Having operated for almost 30 years, production of petrol, diesel, and other value-added products from the refinery was suspended in 2020 due to offshore gas and condensate feedstocks running dry.

PetroSA now seeks to resume full production “in the earliest possible time at least cost”. This appears to be in pursuit of an expedient solution ahead of a “long-term feedstock solution that is under development which is expected to supply feedstock to enable full production capacity as of 2027/2028.”

The state-owned entity hopes secure new gas from Brulpadda and Luiperd – two significant offshore discoveries made by TotalEnergies in 2019 and 2020 respectively.

But as these projects are anticipated to come online after 2026, PetroSA has called for bidders to offer quicker feedstock supply solutions as part of its request for proposals.

The move to accelerate the reinstatement of PetroSA’s production from its 36 000 barrel-per-day refinery comes as South African fuel imports have risen to record levels following the closure of several refineries.

There is also an imperative to stabilise the loss-making PetroSA before it is incorporated into a new National Petroleum Company which will see it merged with iGas and the Strategic Fuel Fund.

PetroSA says preference will be given to “state-owned or state-supported oil and gas entities from oil and gas-producing nations with access to feedstock and their own financial resources to undertake the project”.

The parastatal said it wants a turnkey solution from design to commissioning, including funding and feedstock security; “however, other combinations which are fit for purpose are encouraged and will also be considered by PetroSA”, it said.

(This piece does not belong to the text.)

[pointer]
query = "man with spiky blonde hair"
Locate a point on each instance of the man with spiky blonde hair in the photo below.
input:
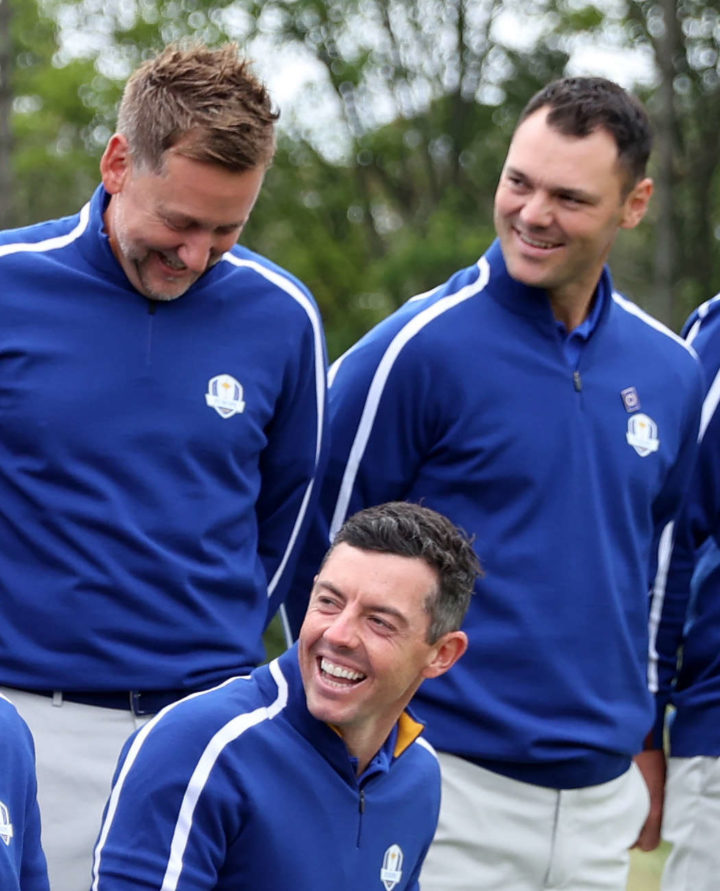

In terms of timelines, projects which can be delivered by 2023 will be scored well, while projects that can only be delivered after 2025 will receive no points.

Preference will be given to entities with proven and formalised relationships with oil and gas-producing nations, as well as those developers who are in a position to finance the development at risk up to Financial Investment Decision (FID) and will only recover development costs at financial close.

The deadline for submissions is 20 February.